What is Conservation Breeding? – Part 2

What is Conservation Breeding?

So now that we have a common set of definitions, we can come back to the original question: What is Conservation Breeding?

Conservation breeding can be described as a breeding program that protects genetic diversity within a breed. Genetic diversity within a breed “is necessary for the breed’s long-term well-being and commercial utility.” The breed benefits from the presence of many lines, as these distinctive genetic groups provide the material for linecrossing. If the distinct lines within the breed are lost, then there are no longer any groups within the breed to mate with to increase vigor, reproductive measures, and disease resistance, or to avoid a widespread negative trait; it also becomes more difficult to create an outstanding individual with bloom and presence. In extreme cases, breeders may be forced to bring individuals in from outside of the breed to address genetic problems caused by loss of genetic diversity.

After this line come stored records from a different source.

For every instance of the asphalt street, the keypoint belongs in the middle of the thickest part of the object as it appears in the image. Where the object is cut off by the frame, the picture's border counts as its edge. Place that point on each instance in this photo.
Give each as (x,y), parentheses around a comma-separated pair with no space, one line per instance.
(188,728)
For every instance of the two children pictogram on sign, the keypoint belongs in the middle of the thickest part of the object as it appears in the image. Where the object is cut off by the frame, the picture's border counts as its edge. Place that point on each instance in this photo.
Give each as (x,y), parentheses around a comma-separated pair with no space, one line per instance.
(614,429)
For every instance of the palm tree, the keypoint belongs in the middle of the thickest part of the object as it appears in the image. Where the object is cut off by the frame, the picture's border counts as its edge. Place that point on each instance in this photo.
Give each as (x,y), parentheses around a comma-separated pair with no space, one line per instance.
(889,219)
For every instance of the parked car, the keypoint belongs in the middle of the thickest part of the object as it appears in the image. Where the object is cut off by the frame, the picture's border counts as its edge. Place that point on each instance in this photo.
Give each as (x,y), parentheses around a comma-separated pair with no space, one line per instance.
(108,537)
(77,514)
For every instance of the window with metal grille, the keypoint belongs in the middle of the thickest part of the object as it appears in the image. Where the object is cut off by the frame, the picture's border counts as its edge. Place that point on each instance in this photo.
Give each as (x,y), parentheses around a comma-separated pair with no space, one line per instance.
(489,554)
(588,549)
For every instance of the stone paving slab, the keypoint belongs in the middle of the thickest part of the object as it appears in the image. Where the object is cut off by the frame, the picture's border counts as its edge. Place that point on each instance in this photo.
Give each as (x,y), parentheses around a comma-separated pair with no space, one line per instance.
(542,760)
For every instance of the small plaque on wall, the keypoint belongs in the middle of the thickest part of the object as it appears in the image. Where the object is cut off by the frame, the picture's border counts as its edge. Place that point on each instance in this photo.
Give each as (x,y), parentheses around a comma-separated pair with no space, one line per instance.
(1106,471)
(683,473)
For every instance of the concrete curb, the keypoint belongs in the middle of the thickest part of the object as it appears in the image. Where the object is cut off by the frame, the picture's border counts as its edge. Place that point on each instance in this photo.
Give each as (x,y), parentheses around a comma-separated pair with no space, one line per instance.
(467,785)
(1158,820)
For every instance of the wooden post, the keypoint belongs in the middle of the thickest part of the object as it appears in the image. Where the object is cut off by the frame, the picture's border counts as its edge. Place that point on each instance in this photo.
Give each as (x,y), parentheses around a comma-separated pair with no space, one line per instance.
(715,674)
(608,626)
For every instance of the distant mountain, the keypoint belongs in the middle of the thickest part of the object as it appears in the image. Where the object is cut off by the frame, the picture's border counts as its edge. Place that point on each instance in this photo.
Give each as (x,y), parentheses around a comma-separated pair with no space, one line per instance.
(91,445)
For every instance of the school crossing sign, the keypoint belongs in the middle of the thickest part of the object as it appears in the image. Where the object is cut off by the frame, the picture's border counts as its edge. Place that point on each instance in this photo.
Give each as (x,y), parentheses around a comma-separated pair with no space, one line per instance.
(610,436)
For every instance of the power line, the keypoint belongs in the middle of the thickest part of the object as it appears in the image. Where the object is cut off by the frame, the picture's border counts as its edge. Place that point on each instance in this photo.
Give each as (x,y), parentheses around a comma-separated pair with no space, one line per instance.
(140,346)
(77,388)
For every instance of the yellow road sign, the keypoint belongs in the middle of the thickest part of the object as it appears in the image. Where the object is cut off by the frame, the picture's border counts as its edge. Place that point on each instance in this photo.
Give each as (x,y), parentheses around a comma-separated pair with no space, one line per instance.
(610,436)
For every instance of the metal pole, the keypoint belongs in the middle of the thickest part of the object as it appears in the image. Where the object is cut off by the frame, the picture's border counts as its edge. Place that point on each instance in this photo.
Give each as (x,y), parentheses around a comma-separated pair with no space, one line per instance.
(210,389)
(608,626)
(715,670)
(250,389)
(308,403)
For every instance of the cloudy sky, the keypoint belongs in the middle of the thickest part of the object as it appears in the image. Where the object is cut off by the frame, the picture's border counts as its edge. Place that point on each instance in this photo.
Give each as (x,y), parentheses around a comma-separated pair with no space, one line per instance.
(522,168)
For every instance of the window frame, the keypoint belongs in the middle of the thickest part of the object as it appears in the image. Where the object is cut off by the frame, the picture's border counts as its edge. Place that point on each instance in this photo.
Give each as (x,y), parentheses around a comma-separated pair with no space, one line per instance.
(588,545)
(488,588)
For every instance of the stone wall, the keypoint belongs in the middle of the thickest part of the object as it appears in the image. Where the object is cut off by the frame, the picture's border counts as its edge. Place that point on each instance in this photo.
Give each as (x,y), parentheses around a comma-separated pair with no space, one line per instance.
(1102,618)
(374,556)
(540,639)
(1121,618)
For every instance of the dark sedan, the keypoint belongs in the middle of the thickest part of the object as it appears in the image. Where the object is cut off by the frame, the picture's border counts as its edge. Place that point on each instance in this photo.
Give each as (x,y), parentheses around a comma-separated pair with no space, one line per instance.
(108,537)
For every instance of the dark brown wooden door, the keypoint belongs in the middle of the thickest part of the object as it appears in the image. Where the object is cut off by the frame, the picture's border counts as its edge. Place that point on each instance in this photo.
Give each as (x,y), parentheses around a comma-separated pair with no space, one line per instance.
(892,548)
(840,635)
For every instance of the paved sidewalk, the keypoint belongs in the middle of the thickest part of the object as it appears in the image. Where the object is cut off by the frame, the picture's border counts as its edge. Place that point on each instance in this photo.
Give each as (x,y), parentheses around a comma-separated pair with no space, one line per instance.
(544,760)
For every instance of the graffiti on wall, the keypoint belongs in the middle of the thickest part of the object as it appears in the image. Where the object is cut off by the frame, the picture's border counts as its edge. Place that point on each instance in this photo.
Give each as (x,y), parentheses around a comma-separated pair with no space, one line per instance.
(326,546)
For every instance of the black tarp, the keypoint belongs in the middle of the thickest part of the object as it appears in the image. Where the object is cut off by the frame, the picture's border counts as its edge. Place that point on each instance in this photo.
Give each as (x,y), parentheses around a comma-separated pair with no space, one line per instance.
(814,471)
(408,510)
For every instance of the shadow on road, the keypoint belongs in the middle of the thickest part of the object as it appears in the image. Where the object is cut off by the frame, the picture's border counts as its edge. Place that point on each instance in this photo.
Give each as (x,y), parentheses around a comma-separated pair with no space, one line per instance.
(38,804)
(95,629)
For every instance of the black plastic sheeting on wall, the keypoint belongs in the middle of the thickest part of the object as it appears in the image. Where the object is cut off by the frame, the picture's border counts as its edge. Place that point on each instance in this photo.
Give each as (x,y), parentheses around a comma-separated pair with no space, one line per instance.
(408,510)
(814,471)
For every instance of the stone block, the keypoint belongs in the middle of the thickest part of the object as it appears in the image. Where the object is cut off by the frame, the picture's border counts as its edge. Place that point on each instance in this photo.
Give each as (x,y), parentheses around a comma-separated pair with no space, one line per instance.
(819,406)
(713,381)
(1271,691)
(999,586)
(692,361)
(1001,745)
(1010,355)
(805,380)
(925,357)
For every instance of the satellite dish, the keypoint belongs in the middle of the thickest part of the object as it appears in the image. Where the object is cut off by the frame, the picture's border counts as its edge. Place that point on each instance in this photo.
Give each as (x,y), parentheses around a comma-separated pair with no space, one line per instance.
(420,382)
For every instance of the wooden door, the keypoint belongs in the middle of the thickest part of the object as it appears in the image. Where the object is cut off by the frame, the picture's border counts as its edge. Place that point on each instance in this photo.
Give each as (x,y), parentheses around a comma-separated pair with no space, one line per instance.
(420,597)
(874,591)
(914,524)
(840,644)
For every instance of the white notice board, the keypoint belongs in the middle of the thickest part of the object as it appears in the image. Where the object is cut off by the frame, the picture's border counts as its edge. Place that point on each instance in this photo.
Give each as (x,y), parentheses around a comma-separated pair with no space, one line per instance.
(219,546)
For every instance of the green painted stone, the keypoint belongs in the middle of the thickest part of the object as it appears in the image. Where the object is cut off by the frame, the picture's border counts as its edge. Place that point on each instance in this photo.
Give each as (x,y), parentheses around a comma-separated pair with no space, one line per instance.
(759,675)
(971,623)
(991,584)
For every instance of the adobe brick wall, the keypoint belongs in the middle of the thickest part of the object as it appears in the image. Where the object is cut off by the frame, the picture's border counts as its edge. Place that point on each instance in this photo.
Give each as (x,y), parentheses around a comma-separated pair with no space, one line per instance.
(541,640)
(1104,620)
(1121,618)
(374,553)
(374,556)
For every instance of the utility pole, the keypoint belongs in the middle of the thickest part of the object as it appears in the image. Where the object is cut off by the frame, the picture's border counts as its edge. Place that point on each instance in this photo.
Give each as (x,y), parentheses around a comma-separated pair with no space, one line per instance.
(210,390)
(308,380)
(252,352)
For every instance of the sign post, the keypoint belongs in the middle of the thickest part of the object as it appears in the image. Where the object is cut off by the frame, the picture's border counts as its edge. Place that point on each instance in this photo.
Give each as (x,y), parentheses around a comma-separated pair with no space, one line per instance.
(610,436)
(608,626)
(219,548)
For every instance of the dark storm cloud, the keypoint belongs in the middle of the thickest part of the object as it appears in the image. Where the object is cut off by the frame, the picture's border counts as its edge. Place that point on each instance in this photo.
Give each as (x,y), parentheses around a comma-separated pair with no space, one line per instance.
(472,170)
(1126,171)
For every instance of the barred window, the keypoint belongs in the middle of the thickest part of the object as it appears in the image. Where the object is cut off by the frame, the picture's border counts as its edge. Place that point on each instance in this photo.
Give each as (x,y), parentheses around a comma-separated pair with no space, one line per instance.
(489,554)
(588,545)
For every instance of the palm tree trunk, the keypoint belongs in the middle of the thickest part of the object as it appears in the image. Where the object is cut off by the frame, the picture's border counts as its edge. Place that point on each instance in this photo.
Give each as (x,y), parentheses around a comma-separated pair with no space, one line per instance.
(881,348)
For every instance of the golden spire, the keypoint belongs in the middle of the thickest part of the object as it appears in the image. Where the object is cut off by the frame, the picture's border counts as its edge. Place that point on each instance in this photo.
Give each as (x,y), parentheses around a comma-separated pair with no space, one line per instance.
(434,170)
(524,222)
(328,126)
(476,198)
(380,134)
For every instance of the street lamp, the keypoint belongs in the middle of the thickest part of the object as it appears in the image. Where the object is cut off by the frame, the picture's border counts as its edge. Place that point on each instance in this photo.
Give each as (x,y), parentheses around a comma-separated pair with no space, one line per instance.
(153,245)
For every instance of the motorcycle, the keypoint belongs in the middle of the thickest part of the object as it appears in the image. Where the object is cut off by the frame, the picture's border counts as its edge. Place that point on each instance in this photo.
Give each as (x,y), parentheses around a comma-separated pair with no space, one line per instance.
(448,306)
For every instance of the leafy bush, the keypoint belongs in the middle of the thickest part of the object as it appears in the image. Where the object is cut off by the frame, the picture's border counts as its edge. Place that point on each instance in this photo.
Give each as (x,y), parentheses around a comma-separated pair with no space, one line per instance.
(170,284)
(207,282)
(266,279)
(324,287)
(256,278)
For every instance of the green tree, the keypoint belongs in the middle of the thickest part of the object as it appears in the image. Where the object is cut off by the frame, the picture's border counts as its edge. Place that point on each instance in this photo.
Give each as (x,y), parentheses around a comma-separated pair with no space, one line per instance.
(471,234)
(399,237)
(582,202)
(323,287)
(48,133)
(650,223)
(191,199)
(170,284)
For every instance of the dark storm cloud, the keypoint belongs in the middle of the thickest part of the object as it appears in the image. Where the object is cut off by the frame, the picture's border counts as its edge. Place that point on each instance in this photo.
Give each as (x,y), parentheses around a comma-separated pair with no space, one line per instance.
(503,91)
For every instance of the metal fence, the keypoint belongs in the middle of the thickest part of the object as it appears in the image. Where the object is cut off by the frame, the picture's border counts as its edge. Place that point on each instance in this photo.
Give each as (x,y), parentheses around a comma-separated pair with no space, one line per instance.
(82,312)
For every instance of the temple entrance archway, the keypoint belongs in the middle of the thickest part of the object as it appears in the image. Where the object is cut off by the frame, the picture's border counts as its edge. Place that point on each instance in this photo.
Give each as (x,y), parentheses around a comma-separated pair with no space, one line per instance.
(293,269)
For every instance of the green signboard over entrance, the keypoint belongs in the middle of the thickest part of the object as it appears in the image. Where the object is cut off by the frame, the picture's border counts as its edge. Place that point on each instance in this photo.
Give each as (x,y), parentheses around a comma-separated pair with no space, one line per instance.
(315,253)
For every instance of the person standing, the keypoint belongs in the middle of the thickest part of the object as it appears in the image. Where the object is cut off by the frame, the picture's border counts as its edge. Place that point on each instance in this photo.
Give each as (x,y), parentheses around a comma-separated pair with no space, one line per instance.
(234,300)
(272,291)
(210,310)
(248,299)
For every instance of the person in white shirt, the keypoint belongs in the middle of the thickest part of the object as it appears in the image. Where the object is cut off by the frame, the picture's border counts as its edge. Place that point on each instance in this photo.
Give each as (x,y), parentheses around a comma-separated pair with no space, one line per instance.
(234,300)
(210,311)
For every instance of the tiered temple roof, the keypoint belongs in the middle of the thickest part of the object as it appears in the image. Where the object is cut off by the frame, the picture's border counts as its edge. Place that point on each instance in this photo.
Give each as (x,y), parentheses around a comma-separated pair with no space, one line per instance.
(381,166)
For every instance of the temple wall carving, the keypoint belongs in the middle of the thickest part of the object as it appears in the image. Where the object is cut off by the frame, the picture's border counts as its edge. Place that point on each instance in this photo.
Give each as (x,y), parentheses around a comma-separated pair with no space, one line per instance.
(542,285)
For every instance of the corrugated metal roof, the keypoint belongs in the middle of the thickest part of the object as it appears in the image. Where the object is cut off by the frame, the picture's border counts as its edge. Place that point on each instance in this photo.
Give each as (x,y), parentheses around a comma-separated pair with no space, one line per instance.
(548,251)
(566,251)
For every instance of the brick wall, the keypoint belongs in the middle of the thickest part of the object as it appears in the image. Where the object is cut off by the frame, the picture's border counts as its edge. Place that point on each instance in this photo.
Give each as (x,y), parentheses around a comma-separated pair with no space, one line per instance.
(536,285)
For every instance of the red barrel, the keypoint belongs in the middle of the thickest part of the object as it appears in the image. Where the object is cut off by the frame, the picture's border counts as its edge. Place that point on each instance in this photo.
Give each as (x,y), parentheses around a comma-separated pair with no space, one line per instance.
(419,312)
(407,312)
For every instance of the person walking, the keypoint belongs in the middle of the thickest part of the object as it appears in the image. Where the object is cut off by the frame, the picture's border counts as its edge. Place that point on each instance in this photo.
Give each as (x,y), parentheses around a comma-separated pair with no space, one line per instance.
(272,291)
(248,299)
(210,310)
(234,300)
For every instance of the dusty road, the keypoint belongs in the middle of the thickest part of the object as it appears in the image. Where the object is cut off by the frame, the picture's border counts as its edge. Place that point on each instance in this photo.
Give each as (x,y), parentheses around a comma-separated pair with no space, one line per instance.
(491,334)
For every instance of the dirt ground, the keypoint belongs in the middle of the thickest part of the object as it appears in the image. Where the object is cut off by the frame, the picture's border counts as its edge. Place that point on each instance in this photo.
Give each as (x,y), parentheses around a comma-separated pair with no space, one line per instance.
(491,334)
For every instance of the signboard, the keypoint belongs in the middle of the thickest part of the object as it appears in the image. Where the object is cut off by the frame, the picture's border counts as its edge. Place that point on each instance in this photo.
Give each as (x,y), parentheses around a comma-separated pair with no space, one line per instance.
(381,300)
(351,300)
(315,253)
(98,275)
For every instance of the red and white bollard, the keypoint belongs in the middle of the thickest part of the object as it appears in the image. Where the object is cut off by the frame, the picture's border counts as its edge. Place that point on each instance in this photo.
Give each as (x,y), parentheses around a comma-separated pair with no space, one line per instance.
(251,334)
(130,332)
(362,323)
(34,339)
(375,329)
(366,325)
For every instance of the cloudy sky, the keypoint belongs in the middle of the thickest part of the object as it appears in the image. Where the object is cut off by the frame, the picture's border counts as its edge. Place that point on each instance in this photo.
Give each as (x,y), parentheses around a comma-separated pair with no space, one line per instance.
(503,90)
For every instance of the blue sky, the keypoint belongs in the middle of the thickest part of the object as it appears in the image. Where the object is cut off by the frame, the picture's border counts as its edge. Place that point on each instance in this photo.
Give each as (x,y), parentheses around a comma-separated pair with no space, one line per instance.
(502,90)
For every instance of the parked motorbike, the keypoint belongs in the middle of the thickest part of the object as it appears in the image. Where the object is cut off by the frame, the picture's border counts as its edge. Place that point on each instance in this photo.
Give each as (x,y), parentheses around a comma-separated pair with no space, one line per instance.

Conservation breeding is designed to help a breeder maintain one or more lines, while also reducing inbreeding to manageable levels. In a conservation plan, each line of more closely related individuals is managed as a unit. This unit is alternately bred to a ram from within the line (linebred) and to rams from outside the line (linecross). All daughters are retained in the line, but linecross sons are not retained for breeding. The line as a whole retains its genetic distinctiveness, but inbreeding is reduced as the line consists of individuals with both more and less inbreeding.